さて、寄居町へ行ってカツ丼でも食べるか。

シャンソンからいきなりカツ丼なのでありました。^^





posted by tomochan at 16:05| 埼玉 ☔| Comment(5) | TrackBack(0) | サイクリング | このブログの読者になる | 更新情報をチェックする
この記事へのコメント
奥様の足の回復、順調なようで何よりです。

♪シャンソン聴きにいけて良かったですね〜
道中の楽しさが伝わってきました。

それにしても、渋川に日本シャンソン館があるんですか!とてもすてきな館ですね。

シャンソン聴いて、岩崎さんと言葉も交わし、ほんとうに行った甲斐がありましたね。
https://www.youtube.com/watch?feature=player_detailpage&v=f8zvqMNCNbw
も聴きましたが、良かったですよ〜
♪(^o^)♪
Posted by チョコレートボックス at 2015年01月12日 16:59
歴史ある街道を走ってシャンソンを聴きに・・・
文化的な走りザンス^^
拙も昨日、渋川から高山村まで三国街道を辿りました。
次回は高崎から走ってみたいと思います。
高崎からの三国街道は25号線でよいのでせうか?
Posted by 銀輪乗士 at 2015年01月13日 07:34
チョコレートボックスさま
条件が良ければ道中も楽しいのですが、今回はそれほどでも。シャンソンショーがなかったら道中は苦行になっていたことでしょう。
それから4枚目の奥に見える双子の山が群馬から見た御荷鉾山ですよ。
Posted by tomochan at 2015年01月13日 09:10
銀輪乗士さま
記事にも書きましたが、初めはシャレのつもりで行ったので文化的だなんてとてもとても。

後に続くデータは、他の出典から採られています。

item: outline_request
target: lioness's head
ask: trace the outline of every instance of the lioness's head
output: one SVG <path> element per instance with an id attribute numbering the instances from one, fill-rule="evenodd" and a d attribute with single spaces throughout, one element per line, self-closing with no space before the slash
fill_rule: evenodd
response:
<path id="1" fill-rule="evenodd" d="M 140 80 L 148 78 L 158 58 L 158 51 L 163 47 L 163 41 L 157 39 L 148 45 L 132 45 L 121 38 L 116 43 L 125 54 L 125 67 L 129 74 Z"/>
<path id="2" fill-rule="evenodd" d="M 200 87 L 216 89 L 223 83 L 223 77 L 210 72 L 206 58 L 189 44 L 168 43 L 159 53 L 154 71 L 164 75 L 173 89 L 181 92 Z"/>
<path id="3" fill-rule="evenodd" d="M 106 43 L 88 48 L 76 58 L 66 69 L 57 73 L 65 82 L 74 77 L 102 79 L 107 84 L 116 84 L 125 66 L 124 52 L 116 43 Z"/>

三国街道は概ね25号線なのでしょうが、旧道はあちこちにあるようです。
こちらに地図がありました。↓
http://kaidoaruki.com/area_chubu/mikunikaido/mikuni09.html
Posted by tomochan at 2015年01月13日 09:17
チョコレートボックスさま
そういえば、泉水さんは盲導犬のボランティアをされているのではありませんでしたか。
岩崎さんの盲導犬の歌のこと知っているかなあ。